No candidate is safe from interruption, suggests an activist who’s determined to make police and criminal justice reform the anchor of the 2016 presidential race.
The evolution of center-stage issues this year related to the Democratic primary election for mayor of Philadelphia foreshadowed what Americans can expect to see in upcoming months as campaigning for the presidency intensifies from both parties.
The mayor’s race here began with issues of school funding and choice, the economy and education reform taking the top conversation spots, only to be dethroned shortly thereafter for police and criminal justice reform, which seemed to own the stage and offer unsolicited encores.
Days before the election, commercials from the perceived front-runners focused almost exclusively on issues related to policing.
This phenomenon can be explained easily: activists and independent journalists took control of spaces and narratives once earmarked exclusively for the mainstream and forced upon the occupants the issues they deemed important, like repealing stop-and-frisk and releasing the names of police officers who shoot and kill citizens.

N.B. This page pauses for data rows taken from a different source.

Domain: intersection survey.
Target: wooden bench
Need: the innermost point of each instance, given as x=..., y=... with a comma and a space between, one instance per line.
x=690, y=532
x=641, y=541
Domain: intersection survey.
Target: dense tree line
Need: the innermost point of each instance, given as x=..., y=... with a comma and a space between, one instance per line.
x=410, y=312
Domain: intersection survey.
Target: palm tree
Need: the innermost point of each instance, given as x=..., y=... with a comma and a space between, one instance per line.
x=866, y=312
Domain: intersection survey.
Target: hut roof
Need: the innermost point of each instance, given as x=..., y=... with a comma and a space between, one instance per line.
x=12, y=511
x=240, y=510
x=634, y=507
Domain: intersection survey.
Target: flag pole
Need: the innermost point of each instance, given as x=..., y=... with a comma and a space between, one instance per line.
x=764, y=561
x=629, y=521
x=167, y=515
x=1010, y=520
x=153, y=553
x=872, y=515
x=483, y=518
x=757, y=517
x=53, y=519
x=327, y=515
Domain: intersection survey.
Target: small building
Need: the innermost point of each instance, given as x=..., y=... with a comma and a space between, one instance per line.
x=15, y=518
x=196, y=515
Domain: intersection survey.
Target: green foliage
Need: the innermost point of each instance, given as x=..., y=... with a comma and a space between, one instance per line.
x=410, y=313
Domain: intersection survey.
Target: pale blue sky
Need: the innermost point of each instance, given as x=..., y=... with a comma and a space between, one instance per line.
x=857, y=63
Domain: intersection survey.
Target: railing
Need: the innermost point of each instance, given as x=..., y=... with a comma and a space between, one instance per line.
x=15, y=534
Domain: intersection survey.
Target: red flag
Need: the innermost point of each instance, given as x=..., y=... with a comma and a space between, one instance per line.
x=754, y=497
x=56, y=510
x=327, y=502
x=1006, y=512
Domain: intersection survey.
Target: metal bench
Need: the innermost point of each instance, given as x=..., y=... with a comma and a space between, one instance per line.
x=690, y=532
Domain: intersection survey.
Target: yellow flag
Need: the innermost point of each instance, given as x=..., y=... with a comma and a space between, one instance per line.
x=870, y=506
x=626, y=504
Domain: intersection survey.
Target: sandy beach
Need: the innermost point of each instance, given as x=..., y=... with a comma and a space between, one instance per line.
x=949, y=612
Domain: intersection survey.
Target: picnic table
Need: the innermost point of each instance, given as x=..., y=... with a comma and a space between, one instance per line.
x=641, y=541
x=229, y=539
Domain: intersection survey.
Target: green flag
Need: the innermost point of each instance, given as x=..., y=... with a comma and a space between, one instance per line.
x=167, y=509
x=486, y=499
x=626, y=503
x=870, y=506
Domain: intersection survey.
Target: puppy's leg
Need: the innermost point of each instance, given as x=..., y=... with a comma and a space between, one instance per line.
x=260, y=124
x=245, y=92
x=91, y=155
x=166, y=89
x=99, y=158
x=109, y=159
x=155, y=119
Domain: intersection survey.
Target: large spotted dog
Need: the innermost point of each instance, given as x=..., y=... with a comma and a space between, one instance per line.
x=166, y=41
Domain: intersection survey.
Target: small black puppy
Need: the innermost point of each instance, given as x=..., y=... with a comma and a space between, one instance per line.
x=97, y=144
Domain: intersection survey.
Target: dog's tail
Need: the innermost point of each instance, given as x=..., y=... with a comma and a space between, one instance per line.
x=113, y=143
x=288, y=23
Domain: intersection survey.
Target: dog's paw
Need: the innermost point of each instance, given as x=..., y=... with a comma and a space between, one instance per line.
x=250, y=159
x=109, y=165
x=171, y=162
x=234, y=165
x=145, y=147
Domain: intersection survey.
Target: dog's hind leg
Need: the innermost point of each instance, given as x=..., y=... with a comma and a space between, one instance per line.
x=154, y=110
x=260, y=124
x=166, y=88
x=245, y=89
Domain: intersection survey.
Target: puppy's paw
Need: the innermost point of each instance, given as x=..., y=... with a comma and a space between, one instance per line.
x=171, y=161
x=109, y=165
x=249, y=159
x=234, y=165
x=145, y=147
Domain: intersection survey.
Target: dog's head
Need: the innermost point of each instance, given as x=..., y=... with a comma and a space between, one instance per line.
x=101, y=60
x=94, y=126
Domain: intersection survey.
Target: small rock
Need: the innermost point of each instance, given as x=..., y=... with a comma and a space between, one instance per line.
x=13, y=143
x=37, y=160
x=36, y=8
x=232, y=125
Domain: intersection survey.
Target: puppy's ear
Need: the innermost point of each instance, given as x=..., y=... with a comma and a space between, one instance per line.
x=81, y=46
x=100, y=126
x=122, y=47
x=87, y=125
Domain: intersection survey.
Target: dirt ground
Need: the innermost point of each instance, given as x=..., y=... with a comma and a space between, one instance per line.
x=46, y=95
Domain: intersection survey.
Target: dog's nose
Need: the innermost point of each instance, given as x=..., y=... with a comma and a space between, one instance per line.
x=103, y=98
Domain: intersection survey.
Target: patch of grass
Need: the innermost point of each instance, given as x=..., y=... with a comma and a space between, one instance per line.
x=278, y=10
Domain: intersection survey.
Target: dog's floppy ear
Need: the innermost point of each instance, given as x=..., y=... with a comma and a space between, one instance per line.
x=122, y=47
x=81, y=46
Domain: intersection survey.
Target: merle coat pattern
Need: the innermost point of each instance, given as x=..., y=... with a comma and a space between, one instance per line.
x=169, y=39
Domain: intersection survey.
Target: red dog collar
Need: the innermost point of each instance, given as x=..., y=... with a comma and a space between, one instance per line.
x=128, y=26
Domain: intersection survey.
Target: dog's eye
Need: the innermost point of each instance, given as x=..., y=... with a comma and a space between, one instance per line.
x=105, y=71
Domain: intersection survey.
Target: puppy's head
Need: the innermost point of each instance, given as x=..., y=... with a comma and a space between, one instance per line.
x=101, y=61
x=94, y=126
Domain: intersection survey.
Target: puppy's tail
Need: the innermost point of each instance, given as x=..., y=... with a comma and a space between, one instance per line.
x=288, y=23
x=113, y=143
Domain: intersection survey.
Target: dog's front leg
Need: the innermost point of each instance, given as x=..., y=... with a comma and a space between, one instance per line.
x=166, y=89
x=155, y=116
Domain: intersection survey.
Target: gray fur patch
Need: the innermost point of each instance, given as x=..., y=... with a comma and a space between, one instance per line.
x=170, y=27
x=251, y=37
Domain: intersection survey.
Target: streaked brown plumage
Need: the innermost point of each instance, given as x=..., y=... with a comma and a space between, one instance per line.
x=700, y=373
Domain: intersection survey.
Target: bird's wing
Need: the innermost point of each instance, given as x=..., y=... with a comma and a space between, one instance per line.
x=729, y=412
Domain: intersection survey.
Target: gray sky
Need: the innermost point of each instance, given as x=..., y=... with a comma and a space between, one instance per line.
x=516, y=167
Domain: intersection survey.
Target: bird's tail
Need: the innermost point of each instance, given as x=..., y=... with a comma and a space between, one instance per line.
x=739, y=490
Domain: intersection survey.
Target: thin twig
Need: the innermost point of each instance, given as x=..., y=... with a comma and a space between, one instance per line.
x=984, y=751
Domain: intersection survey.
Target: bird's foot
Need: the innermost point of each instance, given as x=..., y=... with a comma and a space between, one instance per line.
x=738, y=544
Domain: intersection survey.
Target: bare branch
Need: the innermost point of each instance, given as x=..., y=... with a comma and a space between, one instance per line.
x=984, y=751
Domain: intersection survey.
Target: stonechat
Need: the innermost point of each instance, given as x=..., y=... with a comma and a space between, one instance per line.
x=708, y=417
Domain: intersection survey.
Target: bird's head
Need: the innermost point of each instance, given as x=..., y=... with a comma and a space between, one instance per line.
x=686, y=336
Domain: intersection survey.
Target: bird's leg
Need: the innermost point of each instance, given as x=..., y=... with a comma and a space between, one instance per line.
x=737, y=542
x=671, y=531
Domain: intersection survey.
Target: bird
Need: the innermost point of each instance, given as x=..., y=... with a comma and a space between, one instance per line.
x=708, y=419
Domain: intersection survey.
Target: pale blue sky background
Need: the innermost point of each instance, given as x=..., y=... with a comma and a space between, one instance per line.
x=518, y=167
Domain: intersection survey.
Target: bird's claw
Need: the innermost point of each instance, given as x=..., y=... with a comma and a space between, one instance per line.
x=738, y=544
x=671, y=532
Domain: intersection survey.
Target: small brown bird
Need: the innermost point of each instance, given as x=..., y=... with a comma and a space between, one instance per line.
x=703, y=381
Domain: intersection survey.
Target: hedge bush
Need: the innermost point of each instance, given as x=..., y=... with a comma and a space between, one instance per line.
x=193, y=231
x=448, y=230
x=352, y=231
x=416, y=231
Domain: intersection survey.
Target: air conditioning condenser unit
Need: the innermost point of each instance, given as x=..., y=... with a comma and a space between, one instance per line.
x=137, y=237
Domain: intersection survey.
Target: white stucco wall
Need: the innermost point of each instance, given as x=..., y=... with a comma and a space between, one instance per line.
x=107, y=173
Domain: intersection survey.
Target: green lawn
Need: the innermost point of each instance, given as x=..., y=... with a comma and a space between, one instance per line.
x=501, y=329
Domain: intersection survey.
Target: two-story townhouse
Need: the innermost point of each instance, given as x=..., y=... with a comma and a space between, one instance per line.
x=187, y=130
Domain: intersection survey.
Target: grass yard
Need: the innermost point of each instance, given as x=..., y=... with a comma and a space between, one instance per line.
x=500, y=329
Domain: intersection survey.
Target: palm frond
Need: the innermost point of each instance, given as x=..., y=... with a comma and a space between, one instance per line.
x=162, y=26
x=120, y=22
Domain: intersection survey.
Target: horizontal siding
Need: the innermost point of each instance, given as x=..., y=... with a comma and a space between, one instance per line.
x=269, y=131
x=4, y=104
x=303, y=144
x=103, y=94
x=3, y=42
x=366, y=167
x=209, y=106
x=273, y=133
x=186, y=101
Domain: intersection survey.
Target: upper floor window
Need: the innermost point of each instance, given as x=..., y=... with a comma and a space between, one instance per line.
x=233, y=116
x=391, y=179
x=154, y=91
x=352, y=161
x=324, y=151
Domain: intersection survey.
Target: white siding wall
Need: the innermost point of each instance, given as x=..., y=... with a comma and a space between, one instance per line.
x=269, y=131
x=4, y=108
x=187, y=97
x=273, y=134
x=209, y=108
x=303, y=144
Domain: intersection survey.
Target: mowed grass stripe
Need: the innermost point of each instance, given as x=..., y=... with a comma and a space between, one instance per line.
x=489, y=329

In addition, and more importantly, this phenomenon is not unique to Philadelphia, as proven this weekend when activists interrupted, and then took over, the Netroots Nation Conference, forcing two presidential candidates –Senator Bernie Sanders of Vermont and former Maryland Governor Martin O’Malley – to articulate, on the spot, their plan for mitigating racism and police violence in America, which, some would argue, is on the brink of a race war.
Neither candidate impressed the activists much, but Mr. O’Malley was a particular disappointment, as he, when responding to the chant “Black Lives Matter,” said “Black lives matter, White lives matters, all lives matter.”
“I was embarrassed for Mr. O’Malley,” said Mr. Asa Khalif, a prominent activist who divides his time between New York City and Philadelphia, the latter city which has seen more of him than the former, as he was arrested here, with others, back in March for interrupting a town hall meeting which led to a clash with Philadelphia police officers. “He sounded like a politician who’s out of touch and got shook up. We know that all lives matter, but we also know that White lives matter more. By saying ‘Black Lives Matter,’ you’re not dismissing anyone else’s life, but instead are reaffirming the value of Black life.”
Mr. Khalif, as expected, applauded the efforts of Ms. Tia Oso, the black woman who took to the stage to facilitate the direct action and then inquired of Mr. O’Malley his stance on criminal justice reform. He then suggested, very matter-of-factly, that the Black Lives Matter movement will own this presidential election.
“I’m encouraging people to do similar actions in their city,” said Mr. Khalif, who’s looking forward to making his presence known at the 2016 Democratic National Convention in Philadelphia.
No candidate will be safe from an interruption, implied Mr. Khalif, who said Hilary Clinton better take note and prepare herself.
“We’ll shout her down like anyone else,” he said, adding “we’ve proven we’re not afraid of being arrested.”
To prevent a stealth attack like the one in Phoenix, Mr. Khalif suggested the presidential candidates convene meetings with anti-police violence and anti-racism activists to gain a comprehensive understanding of the movement and its goals.
“If they’re smart, they’ll tap into those who are organizing in every city,” said Mr. Khalif, “They need to leave the cameras outside and bring their a**es inside to listen to us, because all we want is a seat at the table.”